О шоке написано множество книг. Его возникновение объясняли по-разному. Одни – нервными механизмами, которые воссоздают эту картину рефлекторно. Другие видели в этом результат отравления продуктами распада раненой ткани. Занимались подсчетом причин, предрасполагающих к шоку. Всего больше случаев врачи наблюдали в сырую и холодную погоду, когда у раненого солдата не было теплой одежды, или после долгого пребывания в окопах, после душевных треволнений или нервного перенапряжения.
В эту малоизученную область устремляется бригада Вишневского. Разумеется, не затем, чтобы к тысячному наблюдению прибавить тысяча первое, уловить новый нюанс в симптомах шока. Вопрос о сущности и механике болезни потерпит. Долг бригады – облегчить страдания людей и обучить этому искусству окружающих. Для этой цели в их распоряжении чудесная анестезия с целебной силой, сокрытой в ней, новокаиновый блок и можжевеловое масло.
Вот доставили раненого на перевязочный пункт с размозженной ногой, затянутой жгутом. Состояние бойца тяжелое, но он в полном сознании, может выпить вина, стакан чаю. Санитар снимает жгут, который в свое время остановил кровотечение, и раненый впадает в состояние шока. Больного поят чаем, обкладывают грелками, вливают в вену раствор поваренной соли, вводят в сосуды гуммиарабик, кровь, раствор глюкозы, инсулин. Лечение так же неопределенно, как сущность и происхождение самого шока.
Чем дольше молодой бригадир приглядывался к картине страдания, тем больше аналогий приходило ему в голову. Они настойчиво стояли пред его мысленным взором. В больницу отца доставили как-то человека, избитого до полусмерти. Больной лежал неподвижно, с затемненным сознанием, едва отвечая на вопросы. Как много схожего в этой картине с состоянием шока, но что здесь действительно общее – глубокая контузия, перераздражение нервной системы… Избитому предстояло пролежать так недели, прежде чем он сможет встать на ноги. Но вот его положили на стол и сделали поясничную блокаду. Несколько часов – и в состоянии больного наступило улучшение, он уже шутил и смеялся.
Еще один факт тяжелой контузии. Больного доставили с повреждением головы, отеком мозга и его оболочек. Сознание померкло, замедленный пульс чуть прощупывался. Новокаиновый блок снял и в этом случае все угрожающие явления. Хирург, вернувшись в палату, застал больного беседующим с соседом по койке.

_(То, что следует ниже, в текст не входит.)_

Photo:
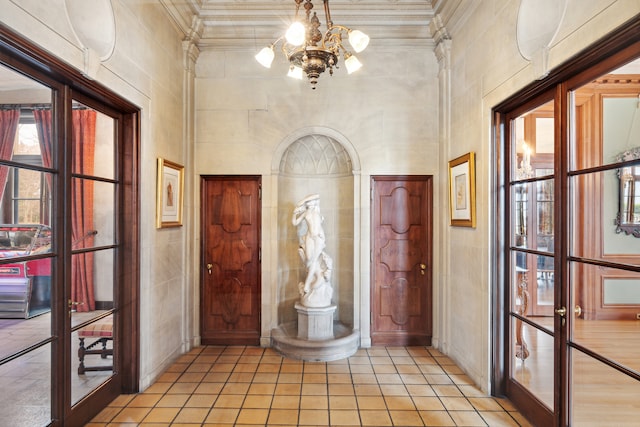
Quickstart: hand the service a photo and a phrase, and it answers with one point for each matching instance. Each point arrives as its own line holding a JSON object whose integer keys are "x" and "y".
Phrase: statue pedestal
{"x": 315, "y": 324}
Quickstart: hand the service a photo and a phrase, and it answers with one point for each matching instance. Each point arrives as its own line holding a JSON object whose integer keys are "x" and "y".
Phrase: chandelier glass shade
{"x": 311, "y": 52}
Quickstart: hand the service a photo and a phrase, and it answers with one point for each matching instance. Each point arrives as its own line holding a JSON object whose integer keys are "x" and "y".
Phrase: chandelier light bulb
{"x": 265, "y": 56}
{"x": 295, "y": 72}
{"x": 352, "y": 63}
{"x": 312, "y": 50}
{"x": 358, "y": 40}
{"x": 296, "y": 34}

«Во всех случаях глубокой контузии, – пришел к заключению молодой бригадир, – блокада, ослабляя страдания организма, как бы обрывает течение процесса. Совершенно очевидно, что перераздражение нервной системы и острая боль вызывают состояние шока. Устранить чувство боли – значит предупредить катастрофу».
И еще один довод: в клинике отца он ни разу не видел операционного шока. Не тем ли объясняется это, что анестезия не дает ощущения боли?